Rappelons que cette taxe carbone s’inscrit dans une logique d’harmonisation avec les orientations des partenaires internationaux du Maroc, notamment l’Union européenne. « C’est une opportunité pour investir davantage dans la décarbonation, bien sûr avec l’aide de l’État, et ainsi produire des produits propres pouvant être exportés vers l’Europe. À mon avis, c’est une opportunité à saisir », explique Akalay. Et d’ajouter : « Au niveau de Sonasid, nous produisons du rond à béton et du fil machine avec 85 % d’énergie verte, ce qui est considérable comparé à nos concurrents et même à ce qui se passe en Occident ou ailleurs. De plus, nous avons un projet important de fibre d’acier à Nador, qui sera quasiment destiné à l’Amérique du Nord et qui sera un acier vert. Nous produisons actuellement un acier pour des clients allemands, à qui nous fournissons un certificat attestant que 85 % de notre énergie est propre. Nous avons aussi un projet de production de biogaz à Nador. Il faut dire que la production d’acier vert va devenir un avantage compétitif»

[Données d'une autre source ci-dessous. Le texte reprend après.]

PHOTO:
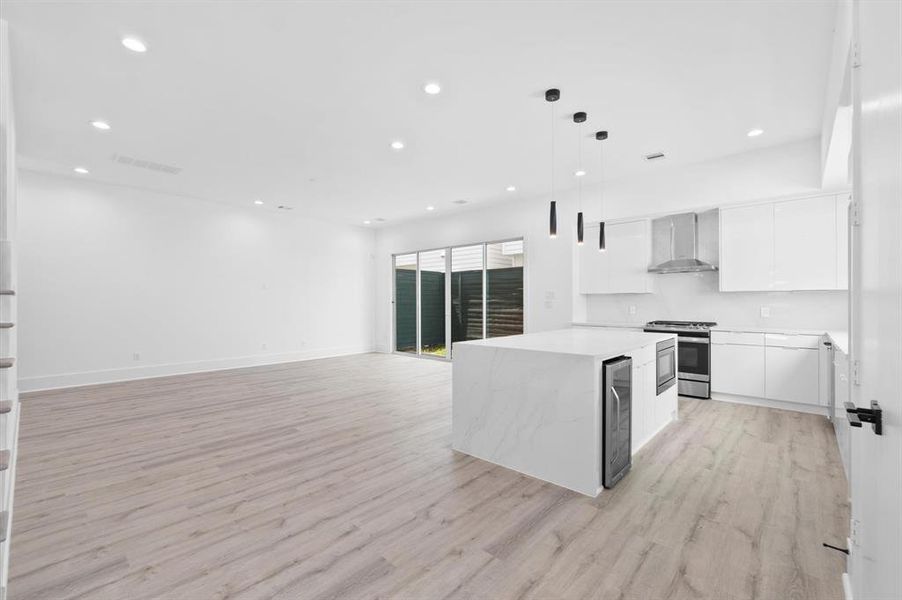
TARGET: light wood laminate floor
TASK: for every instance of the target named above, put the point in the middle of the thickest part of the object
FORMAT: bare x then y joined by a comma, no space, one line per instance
335,479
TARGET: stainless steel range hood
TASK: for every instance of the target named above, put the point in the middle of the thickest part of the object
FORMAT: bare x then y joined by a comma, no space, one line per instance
676,247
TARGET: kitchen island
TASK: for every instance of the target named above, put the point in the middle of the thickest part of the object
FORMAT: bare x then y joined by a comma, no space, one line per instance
533,402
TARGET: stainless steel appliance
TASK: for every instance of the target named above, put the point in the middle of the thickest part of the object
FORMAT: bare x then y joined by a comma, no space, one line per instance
666,365
616,419
685,243
693,354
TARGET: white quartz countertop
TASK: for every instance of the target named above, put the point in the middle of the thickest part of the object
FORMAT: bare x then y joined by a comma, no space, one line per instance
596,343
840,338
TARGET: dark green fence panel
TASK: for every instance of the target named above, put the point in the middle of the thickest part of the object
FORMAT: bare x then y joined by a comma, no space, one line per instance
405,310
432,310
504,301
466,305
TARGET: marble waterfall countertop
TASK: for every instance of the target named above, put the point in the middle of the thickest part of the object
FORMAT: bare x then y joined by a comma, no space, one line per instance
580,341
533,402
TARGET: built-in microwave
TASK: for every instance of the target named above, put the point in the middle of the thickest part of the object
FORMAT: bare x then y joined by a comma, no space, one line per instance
667,364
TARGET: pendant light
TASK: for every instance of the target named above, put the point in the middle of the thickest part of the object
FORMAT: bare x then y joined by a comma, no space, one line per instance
552,96
601,136
579,118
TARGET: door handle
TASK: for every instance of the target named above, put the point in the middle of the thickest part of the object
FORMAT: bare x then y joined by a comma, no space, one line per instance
873,415
617,419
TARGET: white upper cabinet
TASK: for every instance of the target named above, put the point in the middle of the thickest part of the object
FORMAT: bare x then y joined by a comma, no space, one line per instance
746,248
785,245
805,244
623,267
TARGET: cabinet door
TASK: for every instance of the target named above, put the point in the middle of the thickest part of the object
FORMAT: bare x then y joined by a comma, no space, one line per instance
737,369
805,244
637,430
627,249
792,374
593,266
842,241
746,248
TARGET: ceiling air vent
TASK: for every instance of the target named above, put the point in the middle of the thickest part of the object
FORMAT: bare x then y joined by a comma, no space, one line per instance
145,164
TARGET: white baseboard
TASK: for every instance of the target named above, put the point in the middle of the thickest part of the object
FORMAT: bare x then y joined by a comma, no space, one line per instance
846,587
806,408
67,380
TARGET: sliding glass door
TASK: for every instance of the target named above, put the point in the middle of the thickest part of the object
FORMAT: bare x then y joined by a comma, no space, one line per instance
455,294
432,303
406,303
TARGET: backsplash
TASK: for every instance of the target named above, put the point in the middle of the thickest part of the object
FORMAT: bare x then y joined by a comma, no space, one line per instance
695,297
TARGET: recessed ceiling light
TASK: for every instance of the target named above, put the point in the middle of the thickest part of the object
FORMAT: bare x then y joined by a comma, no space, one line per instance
134,44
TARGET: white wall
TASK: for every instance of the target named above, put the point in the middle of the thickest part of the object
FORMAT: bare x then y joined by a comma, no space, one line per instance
108,271
551,300
695,297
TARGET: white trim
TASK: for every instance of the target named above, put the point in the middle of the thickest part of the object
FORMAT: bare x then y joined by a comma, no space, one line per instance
815,409
66,380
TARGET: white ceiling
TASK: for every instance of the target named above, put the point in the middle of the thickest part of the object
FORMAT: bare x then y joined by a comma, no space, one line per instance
297,103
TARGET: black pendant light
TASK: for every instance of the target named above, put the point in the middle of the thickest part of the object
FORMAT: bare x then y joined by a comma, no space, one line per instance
601,136
579,118
552,96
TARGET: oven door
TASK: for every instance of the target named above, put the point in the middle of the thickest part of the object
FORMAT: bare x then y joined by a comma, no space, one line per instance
666,366
694,358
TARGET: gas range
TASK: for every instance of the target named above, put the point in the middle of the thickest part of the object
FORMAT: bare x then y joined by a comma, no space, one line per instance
680,326
693,354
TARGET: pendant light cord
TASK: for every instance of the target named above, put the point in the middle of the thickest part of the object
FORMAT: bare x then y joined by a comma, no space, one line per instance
552,151
579,160
601,184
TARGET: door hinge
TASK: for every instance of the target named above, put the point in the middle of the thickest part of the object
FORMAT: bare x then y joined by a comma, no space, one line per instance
855,208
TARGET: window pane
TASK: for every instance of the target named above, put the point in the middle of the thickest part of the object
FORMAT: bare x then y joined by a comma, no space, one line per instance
466,293
406,303
432,302
504,288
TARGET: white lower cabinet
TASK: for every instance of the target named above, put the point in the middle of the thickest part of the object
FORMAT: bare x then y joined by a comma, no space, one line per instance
737,369
792,374
782,367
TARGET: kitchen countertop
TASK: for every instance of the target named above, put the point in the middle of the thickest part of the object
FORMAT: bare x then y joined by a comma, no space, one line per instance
839,338
579,341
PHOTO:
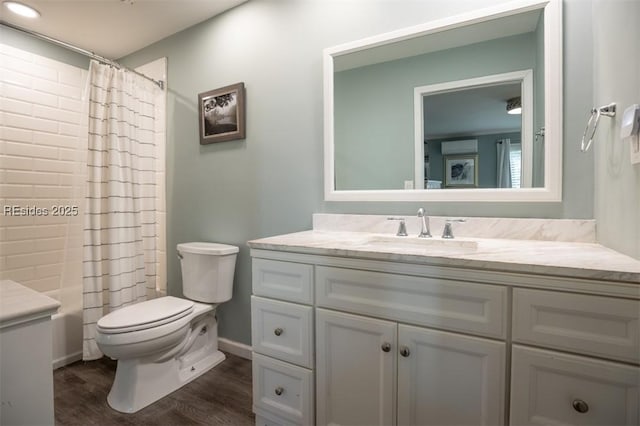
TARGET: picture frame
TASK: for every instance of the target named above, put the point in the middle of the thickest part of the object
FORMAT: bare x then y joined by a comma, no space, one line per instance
461,171
222,114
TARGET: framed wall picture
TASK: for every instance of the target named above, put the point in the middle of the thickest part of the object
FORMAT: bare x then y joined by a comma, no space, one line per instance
222,114
461,171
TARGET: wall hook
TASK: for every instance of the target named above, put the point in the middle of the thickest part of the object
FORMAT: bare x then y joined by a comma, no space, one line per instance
607,111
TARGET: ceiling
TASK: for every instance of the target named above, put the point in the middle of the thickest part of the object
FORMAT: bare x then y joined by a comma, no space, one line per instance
115,28
480,110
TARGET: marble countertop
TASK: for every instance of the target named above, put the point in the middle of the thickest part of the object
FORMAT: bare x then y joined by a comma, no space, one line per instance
585,260
19,304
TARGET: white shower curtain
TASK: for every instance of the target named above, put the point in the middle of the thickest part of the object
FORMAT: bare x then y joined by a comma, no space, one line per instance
503,148
119,257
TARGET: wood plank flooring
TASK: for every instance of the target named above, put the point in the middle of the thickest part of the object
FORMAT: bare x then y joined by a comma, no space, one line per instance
222,396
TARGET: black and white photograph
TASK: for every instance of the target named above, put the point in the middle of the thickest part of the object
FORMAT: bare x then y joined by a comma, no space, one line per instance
222,114
461,171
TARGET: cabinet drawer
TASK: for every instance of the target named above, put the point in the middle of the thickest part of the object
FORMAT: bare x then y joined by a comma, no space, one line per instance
283,280
283,390
594,325
282,330
447,304
560,389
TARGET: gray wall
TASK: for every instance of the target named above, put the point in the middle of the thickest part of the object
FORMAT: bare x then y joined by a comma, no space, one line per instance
271,182
616,79
374,117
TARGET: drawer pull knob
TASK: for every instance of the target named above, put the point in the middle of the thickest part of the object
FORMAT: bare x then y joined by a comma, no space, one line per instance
580,406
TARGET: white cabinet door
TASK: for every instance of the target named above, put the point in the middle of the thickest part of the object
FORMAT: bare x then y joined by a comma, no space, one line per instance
449,379
551,388
355,369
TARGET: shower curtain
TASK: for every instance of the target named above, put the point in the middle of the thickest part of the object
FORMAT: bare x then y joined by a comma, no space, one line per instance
119,252
503,148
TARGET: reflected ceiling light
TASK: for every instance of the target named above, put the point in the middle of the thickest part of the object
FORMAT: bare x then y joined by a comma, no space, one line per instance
21,9
514,105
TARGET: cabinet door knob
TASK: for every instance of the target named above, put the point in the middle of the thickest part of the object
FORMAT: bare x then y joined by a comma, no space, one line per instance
580,406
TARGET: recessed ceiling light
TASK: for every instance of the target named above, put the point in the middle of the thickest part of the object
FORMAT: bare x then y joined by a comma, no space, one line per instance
21,9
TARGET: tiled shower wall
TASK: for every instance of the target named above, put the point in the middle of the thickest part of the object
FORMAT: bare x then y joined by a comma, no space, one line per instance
41,133
42,166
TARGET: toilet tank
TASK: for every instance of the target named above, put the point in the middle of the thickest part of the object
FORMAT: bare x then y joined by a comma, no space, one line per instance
207,271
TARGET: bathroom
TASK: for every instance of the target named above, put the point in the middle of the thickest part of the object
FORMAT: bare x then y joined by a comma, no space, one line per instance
271,182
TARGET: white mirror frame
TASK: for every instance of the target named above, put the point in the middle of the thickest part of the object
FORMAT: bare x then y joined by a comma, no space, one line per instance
525,78
551,192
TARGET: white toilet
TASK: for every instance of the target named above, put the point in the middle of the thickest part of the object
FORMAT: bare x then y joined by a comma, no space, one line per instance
164,343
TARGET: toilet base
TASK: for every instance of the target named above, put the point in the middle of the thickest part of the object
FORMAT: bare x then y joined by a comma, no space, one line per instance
141,381
139,384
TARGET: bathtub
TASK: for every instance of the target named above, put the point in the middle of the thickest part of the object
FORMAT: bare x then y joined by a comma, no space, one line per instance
67,337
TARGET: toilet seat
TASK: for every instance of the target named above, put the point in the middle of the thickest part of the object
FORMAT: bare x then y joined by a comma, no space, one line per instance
145,315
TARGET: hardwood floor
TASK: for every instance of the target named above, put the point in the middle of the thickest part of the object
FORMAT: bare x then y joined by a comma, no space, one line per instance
222,396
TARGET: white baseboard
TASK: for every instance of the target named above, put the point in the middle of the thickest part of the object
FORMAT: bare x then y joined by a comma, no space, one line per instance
66,360
236,348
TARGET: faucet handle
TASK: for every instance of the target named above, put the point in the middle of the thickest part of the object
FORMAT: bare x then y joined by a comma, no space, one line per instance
447,232
402,227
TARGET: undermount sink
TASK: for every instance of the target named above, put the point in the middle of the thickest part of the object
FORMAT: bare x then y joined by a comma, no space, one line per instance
436,243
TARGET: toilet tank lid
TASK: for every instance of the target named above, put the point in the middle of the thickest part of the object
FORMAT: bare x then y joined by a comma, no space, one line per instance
207,248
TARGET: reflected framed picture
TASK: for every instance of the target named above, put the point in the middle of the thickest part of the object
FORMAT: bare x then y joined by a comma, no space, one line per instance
461,171
222,114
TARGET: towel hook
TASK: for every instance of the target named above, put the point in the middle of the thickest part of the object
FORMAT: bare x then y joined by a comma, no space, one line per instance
607,111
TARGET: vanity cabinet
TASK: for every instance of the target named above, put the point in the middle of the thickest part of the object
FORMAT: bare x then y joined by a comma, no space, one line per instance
341,340
364,365
282,342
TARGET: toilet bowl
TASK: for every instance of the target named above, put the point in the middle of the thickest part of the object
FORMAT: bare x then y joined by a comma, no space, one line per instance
164,343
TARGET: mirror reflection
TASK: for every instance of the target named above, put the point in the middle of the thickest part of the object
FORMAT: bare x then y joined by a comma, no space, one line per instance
431,112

Un levier de compétitivité !

« Depuis le lancement de sa stratégie énergétique, on a observé une véritable baisse, en 10 ans, du prix du kilowattheure photovoltaïque, qui est passé de 3,5 dirhams à 30 centimes de dirham. C’est une baisse claire qui fait que l’utilisation de ces solutions devient plus lucrative et compétitive », soutient Ikken. Aujourd’hui, il est plus qu’évident que l’impulsion d’une dynamique de décarbonation, inscrite dans le plan de transition énergétique, aura des retombées positives. « D’abord, l’un des avantages est qu’il s’agit d’une mesure en conformité avec la décision de Sa Majesté : atteindre 50 % d’énergie renouvelable. Il faut que cette ambition puisse servir les intérêts de notre industrie. «  La vision éclairée de Sa Majesté sur les énergies renouvelables conduira à la décarbonation de nos produits industrialisés et, par conséquent, nous donner une position importante sur le marché international », renchérit  le DG de Sonasid. Pour Badr Ikken, en plus de la diminution des coûts énergétiques, l’option de la décarbonation est un véritable levier de compétitivité pour les industriels. Elle permet de réduire les coûts de production d’au moins 50 %. Par ailleurs, en plus d’oxygéner l’économie, elle permet également d’avoir une société plus saine. Enfin, elle développera l’attractivité du Maroc en matière d’investissements. Concernant les secteurs prioritaires, selon nos experts, il s’agit de l’industrie métallurgique, plastique, agroalimentaire et automobile…

« C’est la raison pour laquelle il faut que l’État nous aide à nous lancer dans ce processus de décarbonation », lance Akalay.

Notons que le secteur maritime est également concerné par cette vague de décarbonation. L’Organisation maritime internationale (OMI) en a fait une priorité. Dans ce sens, elle opte pour les carburants éco-responsables. À ce jour, plusieurs alternatives s’imposent peu à peu comme de nouveaux standards dans l’industrie maritime. Parmi eux, on compte :

• Les gaz légers (GNL, bio-GNL, gaz naturel synthétique, gaz naturel renouvelable et hydrogène)

• Les alcools (méthanol, éthanol et ammoniac)

• Les biocarburants de synthèse biosourcés, liquides ou gazeux (biodiesel, bio-H2, bio-GNL, etc.)

Rappelons que l’OMI a décidé de faire de la décarbonation un enjeu crucial pour les ports, qui doivent s’aligner sur cette nouvelle politique sous peine d’être déclassifiés.